La gouvernance locale
Répondre à la question en quoi la gouvernance locale mise en place par le programme, contribue à l’atténuation et/ou à l’adaptation aux changements climatiques revient à dire en quoi les éléments de la ligne d’action de cette composante ont permis de répondre à la satisfaction des quatre piliers essentiels que sont : la participation, l’information et la formation, la transparence et le contrôle citoyen ?
La participation
La participation des populations pouvant être définie comme le fait d’avoir accès à des instances formelles permettant l’expression des membres au sein d’une organisation, est une étape essentielle dans la mise en œuvre des projets de développement. Au regard de cette définition, il apparait que pour solutionner durablement les problèmes liés au changement climatique, il faut en rapport avec les populations, partir d’une situation connue pour d’écrire les éléments et aller vers une situation désirée devant intégrer les principaux piliers du développement durable. Ainsi les résultats des enquêtes ont montré que pour être informé de la situation connue, le programme a réalisé des études sur la situation de référence de manière participative avec les populations. La détermination de la situation désirée a été traduite par l’élaboration participative des outils de planification à la fois de développement local (PVDD) et de développement spatial (PAGT, PAOS) (Photo 11).

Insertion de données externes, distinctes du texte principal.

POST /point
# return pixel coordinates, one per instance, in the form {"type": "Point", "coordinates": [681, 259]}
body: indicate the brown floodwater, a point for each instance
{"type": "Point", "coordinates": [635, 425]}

Pour gérer les situations de manière durable, le programme a établie les chartes de bonne gestion écologique de l’espace rural et des ressources naturelles en impliquant tous les dépositaires concernés (populations locales et riveraines, services déconcentrés etc.). L’élaboration participative de l’ensemble de ces documents et la prise en compte des besoins exprimés par les populations dans l’exécution des activités doivent normalement créer une bonne participation de l’ensemble des acteurs d’enjeux concernés. Cependant, bien qu’en théorie les éléments qui guident la participation soient effectifs, il n’en demeure pas moins que nous constatons une difficulté dans leurs mis en œuvre. En effet une analyse des actions retenues dans le Plan Villageois de Développement Durable (PVDD) comparées à aux activités réalisées présentement dans la zone d’étude
(tableau 04 annexe), montre qu’il y a un biais entre ce qui est réellement fait et ce qui étaient demandés. Bien que les activités réalisées soient intéressantes pour le développement local mais elles ne correspondent qu’à hauteur de 33% par rapport celles qui ont été demandées par les populations. Dans la réalité l’approche « bottom up » n’est pas privilégiée, il ya toujours cette approche « top down » qui demeure où c’est le niveau central qui décide de ce qu’il pense être bon pour les populations alors que ces dernières avaient déjà exprimé leurs besoins consignés dans les documents de planification. Dès lors que nous notons ce biais, il se pose alors un risque sur la pérennisation des actions. Il en est de même pour la planification spatiale où nous constatons que l’organisation théorique ne correspond pas à ce qui est effectivement observé sur le terrain. De ce qui précède, il ressort que la participation des populations a été effective dans la définition des grandes orientations tant sur le plan socioéconomique que spatial alors que leurs traductions en acte posent problème. C’est pourquoi que nous recommandons fortement à l’ANEV de veiller à une articulation entre les plans de travail annuel et les demandes des populations consignées dans ces différents documents.